With an unbridled spirit, exceptional sound and dedication to music, Stella Jang is the kind of a musician who immediately attracts attention.
Reflecting her down-to-earth personality, her music used to revolve around ordinary topics people could easily relate to. Her lyrics were remarkably outspoken, creative and witty, so they almost felt like a diary written by the singer-songwriter herself.
Having turned 30 this year in Korean age, Jang said that her music, however, inevitably had to change over time.
Stella Jang (Grandline Entertainment)
“I’d thought my early 20s were dynamic enough, but now I understand why there’s a saying that ‘youth is wasted on the young.’ I think late 20s is the age where you really learn about things,” said Jang during a recent interview with The Korea Herald in Seoul.
The biggest change in herself was developing a habit of viewing things from various aspects. It also came along with a deepened understanding of dynamics of human relations, which she’s struggled with for quite a long time.
“Now I can’t easily make songs like my debut single ‘Dumped Yesterday,’ a song that flatly criticizes a boy for dumping a girl. In hindsight, I’m thinking, ‘Maybe there was a reason for getting dumped,’ and ‘Do I have the right to blame him? I’m not a saint either,’” she said.

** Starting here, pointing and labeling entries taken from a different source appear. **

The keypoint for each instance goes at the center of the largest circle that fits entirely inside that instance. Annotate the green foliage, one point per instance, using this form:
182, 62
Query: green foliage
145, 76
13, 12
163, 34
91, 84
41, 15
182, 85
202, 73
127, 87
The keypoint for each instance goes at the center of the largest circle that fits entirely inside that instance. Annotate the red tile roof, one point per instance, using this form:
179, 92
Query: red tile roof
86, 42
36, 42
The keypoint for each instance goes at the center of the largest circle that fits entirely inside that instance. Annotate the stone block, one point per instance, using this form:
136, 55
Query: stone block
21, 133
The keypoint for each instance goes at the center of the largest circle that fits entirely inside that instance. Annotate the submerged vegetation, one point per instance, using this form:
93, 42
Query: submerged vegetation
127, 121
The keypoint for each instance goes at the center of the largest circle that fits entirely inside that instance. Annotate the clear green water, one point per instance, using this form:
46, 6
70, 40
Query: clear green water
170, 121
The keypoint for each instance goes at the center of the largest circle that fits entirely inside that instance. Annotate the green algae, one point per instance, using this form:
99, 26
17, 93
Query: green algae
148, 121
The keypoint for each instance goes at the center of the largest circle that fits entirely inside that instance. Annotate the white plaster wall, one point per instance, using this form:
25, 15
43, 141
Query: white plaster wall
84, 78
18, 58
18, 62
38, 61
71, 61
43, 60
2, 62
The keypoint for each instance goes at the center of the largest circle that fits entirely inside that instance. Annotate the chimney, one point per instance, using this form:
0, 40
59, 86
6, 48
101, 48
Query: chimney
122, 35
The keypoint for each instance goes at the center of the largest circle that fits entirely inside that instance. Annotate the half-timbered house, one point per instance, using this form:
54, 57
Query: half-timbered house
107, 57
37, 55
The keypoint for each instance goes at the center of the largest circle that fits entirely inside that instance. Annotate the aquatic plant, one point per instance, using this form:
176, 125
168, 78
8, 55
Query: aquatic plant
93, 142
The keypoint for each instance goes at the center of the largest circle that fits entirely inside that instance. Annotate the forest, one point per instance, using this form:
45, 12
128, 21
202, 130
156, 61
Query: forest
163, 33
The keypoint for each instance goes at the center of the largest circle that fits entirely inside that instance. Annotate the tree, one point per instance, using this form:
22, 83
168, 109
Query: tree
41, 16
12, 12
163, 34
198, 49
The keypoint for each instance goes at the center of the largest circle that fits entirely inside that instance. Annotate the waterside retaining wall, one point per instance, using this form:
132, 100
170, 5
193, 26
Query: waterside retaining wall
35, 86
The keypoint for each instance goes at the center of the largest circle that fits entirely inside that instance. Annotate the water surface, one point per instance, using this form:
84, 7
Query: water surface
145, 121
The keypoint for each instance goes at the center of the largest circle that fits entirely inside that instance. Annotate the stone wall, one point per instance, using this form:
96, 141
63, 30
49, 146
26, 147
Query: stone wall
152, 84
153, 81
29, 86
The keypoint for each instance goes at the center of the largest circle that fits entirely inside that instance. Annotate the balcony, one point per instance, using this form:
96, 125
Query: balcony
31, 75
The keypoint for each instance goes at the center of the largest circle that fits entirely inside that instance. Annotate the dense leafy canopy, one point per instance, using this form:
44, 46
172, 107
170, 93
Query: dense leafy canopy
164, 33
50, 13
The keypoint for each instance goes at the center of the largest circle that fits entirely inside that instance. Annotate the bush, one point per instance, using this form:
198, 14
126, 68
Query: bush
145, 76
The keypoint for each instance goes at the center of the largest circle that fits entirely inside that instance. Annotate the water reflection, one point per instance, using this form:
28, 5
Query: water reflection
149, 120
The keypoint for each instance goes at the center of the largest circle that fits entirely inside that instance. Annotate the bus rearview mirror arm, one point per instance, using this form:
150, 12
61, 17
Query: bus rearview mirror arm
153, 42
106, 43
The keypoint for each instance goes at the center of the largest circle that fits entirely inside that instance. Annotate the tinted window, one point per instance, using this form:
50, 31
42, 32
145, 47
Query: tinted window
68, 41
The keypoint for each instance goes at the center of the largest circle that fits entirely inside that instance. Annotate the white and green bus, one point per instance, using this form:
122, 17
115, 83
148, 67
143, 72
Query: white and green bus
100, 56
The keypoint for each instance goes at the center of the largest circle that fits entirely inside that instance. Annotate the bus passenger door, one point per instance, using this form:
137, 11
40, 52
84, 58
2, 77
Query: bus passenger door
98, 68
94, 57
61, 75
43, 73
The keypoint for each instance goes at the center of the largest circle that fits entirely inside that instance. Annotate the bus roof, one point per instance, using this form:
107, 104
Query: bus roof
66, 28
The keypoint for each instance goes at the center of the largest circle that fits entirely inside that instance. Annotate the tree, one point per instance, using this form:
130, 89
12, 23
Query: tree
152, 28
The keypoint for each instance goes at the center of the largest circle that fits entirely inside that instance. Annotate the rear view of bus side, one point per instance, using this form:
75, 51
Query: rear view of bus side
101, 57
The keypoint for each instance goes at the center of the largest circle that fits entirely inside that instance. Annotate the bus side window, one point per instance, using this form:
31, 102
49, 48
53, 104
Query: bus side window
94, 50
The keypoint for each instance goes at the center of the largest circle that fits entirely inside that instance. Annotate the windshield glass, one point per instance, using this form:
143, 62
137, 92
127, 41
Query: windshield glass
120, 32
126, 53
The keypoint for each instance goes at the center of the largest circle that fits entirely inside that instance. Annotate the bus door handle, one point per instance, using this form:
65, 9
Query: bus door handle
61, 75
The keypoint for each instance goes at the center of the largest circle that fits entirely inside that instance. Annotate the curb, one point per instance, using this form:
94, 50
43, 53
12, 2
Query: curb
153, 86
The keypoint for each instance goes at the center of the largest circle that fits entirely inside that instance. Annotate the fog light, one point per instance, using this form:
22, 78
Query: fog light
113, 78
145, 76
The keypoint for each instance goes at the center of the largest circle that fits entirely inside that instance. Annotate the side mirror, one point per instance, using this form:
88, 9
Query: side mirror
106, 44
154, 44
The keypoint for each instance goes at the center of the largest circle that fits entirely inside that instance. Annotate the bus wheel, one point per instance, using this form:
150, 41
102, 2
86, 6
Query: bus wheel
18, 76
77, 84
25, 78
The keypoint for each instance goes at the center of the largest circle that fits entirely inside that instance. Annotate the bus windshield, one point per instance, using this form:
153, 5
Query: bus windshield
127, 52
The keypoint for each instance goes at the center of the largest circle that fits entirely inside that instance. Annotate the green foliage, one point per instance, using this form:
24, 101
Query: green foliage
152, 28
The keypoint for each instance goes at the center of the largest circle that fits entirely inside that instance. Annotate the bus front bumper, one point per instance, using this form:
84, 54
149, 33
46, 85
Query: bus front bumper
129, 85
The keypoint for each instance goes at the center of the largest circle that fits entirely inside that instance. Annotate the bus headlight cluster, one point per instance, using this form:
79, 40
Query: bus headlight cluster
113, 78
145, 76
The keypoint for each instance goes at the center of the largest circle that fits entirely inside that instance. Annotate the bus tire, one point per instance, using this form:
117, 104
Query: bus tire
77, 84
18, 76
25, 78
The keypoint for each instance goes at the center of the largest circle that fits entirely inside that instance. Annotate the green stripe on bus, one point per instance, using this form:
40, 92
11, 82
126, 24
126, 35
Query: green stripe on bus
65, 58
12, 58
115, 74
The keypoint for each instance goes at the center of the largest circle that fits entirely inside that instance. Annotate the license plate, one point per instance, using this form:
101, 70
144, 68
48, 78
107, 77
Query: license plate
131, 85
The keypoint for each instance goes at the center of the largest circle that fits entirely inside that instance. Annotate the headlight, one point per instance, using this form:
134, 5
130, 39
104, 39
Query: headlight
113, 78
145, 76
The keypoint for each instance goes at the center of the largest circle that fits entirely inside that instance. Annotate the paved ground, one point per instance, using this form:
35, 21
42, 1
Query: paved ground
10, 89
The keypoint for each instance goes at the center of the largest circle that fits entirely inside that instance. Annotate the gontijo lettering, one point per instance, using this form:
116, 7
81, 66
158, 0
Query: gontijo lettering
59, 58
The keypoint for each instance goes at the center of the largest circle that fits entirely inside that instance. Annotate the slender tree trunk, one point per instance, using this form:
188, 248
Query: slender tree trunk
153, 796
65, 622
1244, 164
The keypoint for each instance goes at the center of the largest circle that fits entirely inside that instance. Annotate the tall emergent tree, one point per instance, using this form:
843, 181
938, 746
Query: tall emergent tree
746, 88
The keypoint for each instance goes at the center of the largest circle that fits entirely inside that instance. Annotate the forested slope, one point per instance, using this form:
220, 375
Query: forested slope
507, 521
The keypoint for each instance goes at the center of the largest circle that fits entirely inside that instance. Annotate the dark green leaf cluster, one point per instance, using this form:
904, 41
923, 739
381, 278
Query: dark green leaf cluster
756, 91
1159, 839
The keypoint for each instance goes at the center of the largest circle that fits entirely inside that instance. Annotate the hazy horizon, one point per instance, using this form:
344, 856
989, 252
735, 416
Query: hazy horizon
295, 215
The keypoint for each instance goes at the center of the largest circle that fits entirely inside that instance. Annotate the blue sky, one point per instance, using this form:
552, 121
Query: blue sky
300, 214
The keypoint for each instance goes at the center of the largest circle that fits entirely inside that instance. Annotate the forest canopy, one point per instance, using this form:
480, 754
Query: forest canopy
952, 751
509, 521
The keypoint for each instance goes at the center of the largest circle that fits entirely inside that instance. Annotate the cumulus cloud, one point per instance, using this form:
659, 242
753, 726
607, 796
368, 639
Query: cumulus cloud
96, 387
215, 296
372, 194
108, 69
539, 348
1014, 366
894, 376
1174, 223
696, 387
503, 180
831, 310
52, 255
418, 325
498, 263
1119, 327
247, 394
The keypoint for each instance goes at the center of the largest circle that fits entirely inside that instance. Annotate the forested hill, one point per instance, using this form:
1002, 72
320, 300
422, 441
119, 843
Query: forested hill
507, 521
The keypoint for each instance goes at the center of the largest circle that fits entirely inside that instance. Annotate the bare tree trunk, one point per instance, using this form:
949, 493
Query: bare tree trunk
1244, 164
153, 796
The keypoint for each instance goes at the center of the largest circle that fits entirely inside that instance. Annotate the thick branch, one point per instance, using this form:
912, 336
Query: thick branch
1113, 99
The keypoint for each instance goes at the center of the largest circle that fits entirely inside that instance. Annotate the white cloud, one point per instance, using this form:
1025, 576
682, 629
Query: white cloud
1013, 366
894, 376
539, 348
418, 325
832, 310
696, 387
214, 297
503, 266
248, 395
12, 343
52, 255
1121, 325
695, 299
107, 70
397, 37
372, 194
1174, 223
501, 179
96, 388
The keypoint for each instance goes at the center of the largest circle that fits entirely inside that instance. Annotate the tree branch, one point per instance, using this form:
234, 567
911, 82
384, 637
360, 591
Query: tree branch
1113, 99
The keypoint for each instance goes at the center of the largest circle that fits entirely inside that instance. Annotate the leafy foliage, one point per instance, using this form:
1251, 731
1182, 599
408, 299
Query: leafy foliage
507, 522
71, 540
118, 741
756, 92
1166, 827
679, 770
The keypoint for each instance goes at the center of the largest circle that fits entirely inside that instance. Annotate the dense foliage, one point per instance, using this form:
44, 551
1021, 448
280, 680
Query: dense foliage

“So yeah, now it’s not easy to channel my own, one-sided opinion through music, unless I have a very full understanding of the circumstances.”
So it’s perhaps no surprise that her recently released first full-length album “Stella 1” sounds more toned-down than usual. One of the double lead tracks “Reality Blue” is about feeling blue after returning to reality from a vacation, while “Villain” relays the message of how every person has a demon and an angel in them. The 12-track album also features English songs like “Go Your Way,” “Bourgeois Emotion,” “You Don’t Shine Anymore” and “Forgive Forget.”
Her road into K-pop wasn’t smooth. Unlike many other K-pop wannabes who start out as trainees from young age, Jang flew to Paris at the age of 12 to study abroad. After graduating from Grandes Ecoles, a prestigious higher level institution in France, she returned to Korea to seek a job. But her inner voice kept telling her to pursue her love for music.
“While I’ve been depicted as a highly educated person on media and such descriptions have been always followed me around, studying has never really been my nature. My parents worried about me when I told them that I would do music as my career, and I wanted to quickly prove them that I could succeed,” she said.
But harsh reality awaited her. She released her first single “Dumped Yesterday” in 2014, but she had very few listeners who recognized her, Jang recalled, and after years in the shadows, she was on the verge of giving up. Then in 2017 she got to feature on “Problematic Men,” a famous TV show that invites guests known for being intellectual. Her world has been in upheaval ever since.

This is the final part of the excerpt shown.